The discovery of the creature, named Graecopithecus freybergi, and nicknameded ‘El Graeco’ by scientists, is at least 200,000 years older the oldest hominid found in Africa—something that should be impossible if the “out of Africa” theory was true.
“This study changes the ideas related to the knowledge about the time and the place of the first steps of the humankind,” said Professor Nikolai Spassov from the Bulgarian Academy of Sciences.
“Graecopithecus is not an ape. He is a member of the tribe of hominins and the direct ancestor of homo. The food of the Graecopithecus was related to the rather dry and hard savannah vegetation, unlike that of the recent great apes which are leaving in forests. Therefore, like humans, he has wide molars and thick enamel.
The team analysed the two known specimens of Graecopithecus freybergi: a lower jaw from Greece and an upper premolar tooth from Bulgaria. Using computer tomography, they were able to visualize the internal structures of the fossils and show that the roots of premolars are widely fused.
“While great apes typically have two or three separate and diverging roots, the roots of Graecopithecus converge and are partially fused—a feature that is characteristic of modern humans, early humans and several pre-humans,”, said lead researcher Professor Madelaine Böhme of the University of Tübingen.
The lower jaw, has additional dental root features, suggesting that the species was a hominid. The species was also found to be several hundred thousand years older than the oldest African hominid, Sahelanthropus tchadensis which was found in Chad.
“We were surprised by our results, as pre-humans were previously known only from sub-Saharan Africa,” said doctoral student Jochen Fuss, a Tübingen PhD student who conducted this part of the study.

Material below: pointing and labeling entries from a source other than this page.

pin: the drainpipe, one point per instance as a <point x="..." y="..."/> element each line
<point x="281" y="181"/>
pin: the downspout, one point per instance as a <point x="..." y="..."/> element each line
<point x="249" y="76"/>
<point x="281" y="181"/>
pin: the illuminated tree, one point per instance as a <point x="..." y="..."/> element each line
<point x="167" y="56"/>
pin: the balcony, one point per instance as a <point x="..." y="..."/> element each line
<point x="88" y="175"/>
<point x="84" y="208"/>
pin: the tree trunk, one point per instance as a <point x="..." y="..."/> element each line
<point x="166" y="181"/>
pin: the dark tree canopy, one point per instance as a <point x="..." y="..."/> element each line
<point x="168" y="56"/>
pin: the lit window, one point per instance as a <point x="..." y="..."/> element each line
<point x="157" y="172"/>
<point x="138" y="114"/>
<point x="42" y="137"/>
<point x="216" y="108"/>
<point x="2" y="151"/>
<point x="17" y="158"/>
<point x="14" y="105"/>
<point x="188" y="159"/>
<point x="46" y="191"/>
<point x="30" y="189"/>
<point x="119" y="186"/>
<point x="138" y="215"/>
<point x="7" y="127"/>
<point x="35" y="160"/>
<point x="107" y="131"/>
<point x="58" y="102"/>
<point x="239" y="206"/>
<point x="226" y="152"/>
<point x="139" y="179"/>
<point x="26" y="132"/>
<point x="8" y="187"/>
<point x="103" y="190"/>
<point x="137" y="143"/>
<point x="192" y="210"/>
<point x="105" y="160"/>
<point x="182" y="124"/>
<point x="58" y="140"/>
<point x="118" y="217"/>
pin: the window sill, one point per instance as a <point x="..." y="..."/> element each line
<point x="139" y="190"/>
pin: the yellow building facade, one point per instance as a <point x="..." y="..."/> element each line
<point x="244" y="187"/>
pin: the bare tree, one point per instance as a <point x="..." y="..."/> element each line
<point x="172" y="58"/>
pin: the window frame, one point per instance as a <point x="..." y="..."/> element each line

Professor Böhme added: “Our findings may eventually change our ideas about the origin of humanity. I personally don’t think that the descendants of Graecopithecus died out, they may have spread to Africa later. The split of chimps and humans was a single event. Our data support the view that this split was happening in the eastern Mediterranean—not in Africa. If accepted, this theory will indeed alter the very beginning of human history.”
* The debate is founded upon the theory that primates “evolved” into homo erectus. This theory is however also just hat—a theory. The “out of Africa” theory—also just a theory—has long been promoted to argue that all the human races “are African”—when in fact they are distinctly not.